Don't Forget, Vitamin C in Important!
By Pigglies
@Pigglies (9329)
United States
April 10, 2008 12:38am CST
I am currently fostering 2 guinea pigs with scurvy. This is entirely preventable, so this prompted me to start this discussion topic. If only the owners had fed the guinea pigs vitamin C, they wouldn't have this problem. The good news is, with vitamin C treatment, it is reversible. However, you shouldn't let scurvy happen to your guinea pigs.
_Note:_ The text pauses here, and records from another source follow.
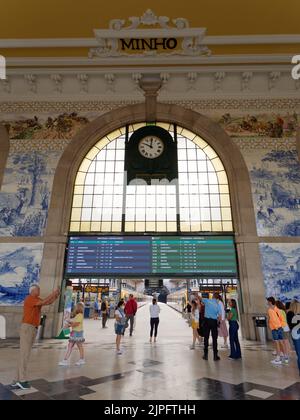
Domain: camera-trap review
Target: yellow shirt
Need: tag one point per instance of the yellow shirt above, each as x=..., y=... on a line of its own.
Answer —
x=78, y=319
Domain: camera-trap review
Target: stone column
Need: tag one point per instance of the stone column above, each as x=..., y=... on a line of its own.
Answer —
x=151, y=84
x=4, y=150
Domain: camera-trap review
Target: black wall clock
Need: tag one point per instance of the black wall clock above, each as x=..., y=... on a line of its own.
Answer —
x=151, y=154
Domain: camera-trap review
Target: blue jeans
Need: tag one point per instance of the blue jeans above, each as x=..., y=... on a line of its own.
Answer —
x=234, y=340
x=297, y=348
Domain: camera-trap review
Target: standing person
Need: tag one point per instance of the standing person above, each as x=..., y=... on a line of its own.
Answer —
x=31, y=320
x=211, y=320
x=188, y=311
x=76, y=337
x=195, y=323
x=201, y=307
x=233, y=318
x=130, y=311
x=222, y=330
x=276, y=323
x=104, y=311
x=96, y=310
x=154, y=320
x=293, y=317
x=120, y=318
x=286, y=333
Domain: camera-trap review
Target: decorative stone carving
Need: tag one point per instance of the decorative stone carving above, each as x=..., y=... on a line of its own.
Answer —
x=274, y=77
x=31, y=80
x=136, y=77
x=110, y=79
x=247, y=76
x=83, y=80
x=109, y=40
x=6, y=85
x=218, y=79
x=192, y=78
x=165, y=77
x=57, y=79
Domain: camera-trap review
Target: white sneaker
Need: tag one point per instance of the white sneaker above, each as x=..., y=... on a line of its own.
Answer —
x=276, y=362
x=64, y=363
x=80, y=362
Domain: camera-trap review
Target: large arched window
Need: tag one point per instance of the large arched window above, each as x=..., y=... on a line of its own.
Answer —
x=198, y=202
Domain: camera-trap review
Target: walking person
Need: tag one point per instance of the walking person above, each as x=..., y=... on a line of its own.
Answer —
x=286, y=333
x=223, y=330
x=31, y=320
x=293, y=317
x=154, y=320
x=233, y=318
x=195, y=317
x=276, y=323
x=131, y=308
x=104, y=311
x=188, y=311
x=76, y=337
x=120, y=323
x=212, y=318
x=96, y=310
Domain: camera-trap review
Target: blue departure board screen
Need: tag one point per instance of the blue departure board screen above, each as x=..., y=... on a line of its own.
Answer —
x=132, y=256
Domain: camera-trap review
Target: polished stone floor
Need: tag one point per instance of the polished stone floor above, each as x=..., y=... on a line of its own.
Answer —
x=167, y=370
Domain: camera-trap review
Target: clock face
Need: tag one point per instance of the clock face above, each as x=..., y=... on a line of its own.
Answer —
x=151, y=147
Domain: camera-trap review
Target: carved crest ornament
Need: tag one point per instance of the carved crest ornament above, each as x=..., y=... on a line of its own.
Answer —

Most commercially available pellets contain vitamin C. However, you can also provide vitamin C in the diet by providing veggies high in C. Good choices include: red bell peppers, green bell peppers, and cilantro. For more options, see www.guinealynx.info
If you don't have a lot of veggies available in your area and you're unsure of the vitamin C content in the pellets you offer, you may give guinea pigs chewable vitamin C tablets (the kind for people are fine, look for the ones with the least sugar if possible). You want to give 25 to 50mg per day. Oxbow (www.oxbowhay.com) even makes specific tablets just for guinea pigs. Either feed the tablets directly, or crush and mix with water and syringe it to them.
Don't put vitamin C in the water bottles. It makes the guinea pigs drink less water and is also useless. Vitamin C degrades quickly in water. So if you buy those drops at the pet store, you are just wasting your money.
Don't let your guinea pigs develop scurvy!
3 people like this
1 response
@freak369 (5112)
• United States
10 Apr 08
So I gotta ask this, what's your take on the green and red peppers - do you remove the seeds? I always do because the lady we adopted out first female from said that they could have trouble digesting them. Mine are so spoiled; between fresh fruits and veggies all the time and good pellet food, they are in tip top health.
@Pigglies (9329)
• United States
11 Apr 08
I always remove the seeds. Typically, seeds are indigestible anyway and would just pass through. However, I've heard of a few choking incidents with the seeds in some pellet mixes (you know, the bad ones), and so I don't want to take any chances.
I usually remove the seeds for myself too anyway on bell peppers, so it's not really an extra step I do for them. Usually I'll use half the bell pepper in cooking and then the other half goes to the pigs.
What I can't believe with the scurvy pigs I have right now, is that despite not being fed a proper diet, whoever had them before must have held them a lot. They are super people friendly. If we are in the room, they come out of their pigloos. If you want to pet them in the cage, they don't run. On their first day here they were like that. Some adopter is going to be very very happy because most people seem to want the super friendly ones.